In the characteristic Shriver way, she delivers a one-two punch that forces you to consider other points of view. The writing is fluid but every word is carefully considered, or at least it seems so. She has a very deliberate way of writing which takes a little bit of getting used to but it’s a style I’ve come to appreciate over time. When I turned the last page, I sat there contemplating the lives of these characters  and wishing it had gone a different way, but that’s life and Shriver captures it beautifully along with all of its imperfections.

Big Brother is not a happy story. It won’t make you warm and fuzzy inside and I would be hard-pressed to call it a beach read (far from it!) but it’s a book to be read and appreciated for the questions that it raises.

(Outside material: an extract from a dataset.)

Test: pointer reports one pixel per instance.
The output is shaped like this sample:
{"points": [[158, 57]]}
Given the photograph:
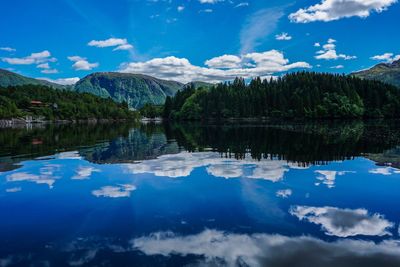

Source: Sent to me by the publisher via Edelweiss
Disclosure: This post contains Indiebound affiliate links.

Review: Benediction


By Kent Haruf
(Knopf, Hardcover, 9780307959881, Feb 2013, 272pp.)

The Short of It:

A large, yet quiet novel on life and death.

The Rest of It:

This is probably one of the hardest reviews I’ve ever written for this blog because this book was both huge (on many levels) but at the same time almost too quiet for me to even remark on.

The story takes place in the fictional town of Holt, Colorado. Dad Lewis is 77-years-old and has just been diagnosed with cancer. He hasn’t much time left, so his wife Mary is tasked with keeping him comfortable. On the surface, she handles this news the way any good wife would but when she faints from stress and ends up in the hospital for a few days, Dad Lewis is left to fend for himself. During this time, he is looked in on by the neighbor across the way and her young granddaughter. The girl, only 6-years-old is curious about him but also scared of someone as old at him. Especially someone who is dying. But Dad Lewis takes a liking to her. Perhaps it’s her wide-eyed innocence or that she reminds him of his own kids. Nevertheless, he welcomes her visits.

Once Mary is released from the hospital, their daughter Lorraine comes to help but the absence of the estranged son Frank, is felt by everyone, most notably Dad Lewis. Frank’s homosexuality proved to be too much for Dad Lewis to accept but as his days dwindle, Dad Lewis regrets his past actions, only to realize that it’s too late to do anything about them. His emotional pain is most evident during his quiet conversations with the young girl.

There are other players in this story but I was most interested in Dad Lewis and his immediate family. A man coming to terms with his own death is a pretty heavy topic. It’s both sad and enlightening, heartfelt but lonely. As a reader, it’s easy to get caught-up in the day-to-day aspects of pain management, the intake of food, etc. But in between the minutiae, is the fact that this man is spending his last hours appreciating what he has but also regretting what he lost. The loss of time is tragic and it leaves you with a heavy heart, to say the least.

I recommend this book to anyone who has ever questioned their past actions. It’s definitely a book that will make you think and the writing, is at times, breathtakingly beautiful.

Source: Borrowed
Disclosure: This post contains Indiebound affiliate links.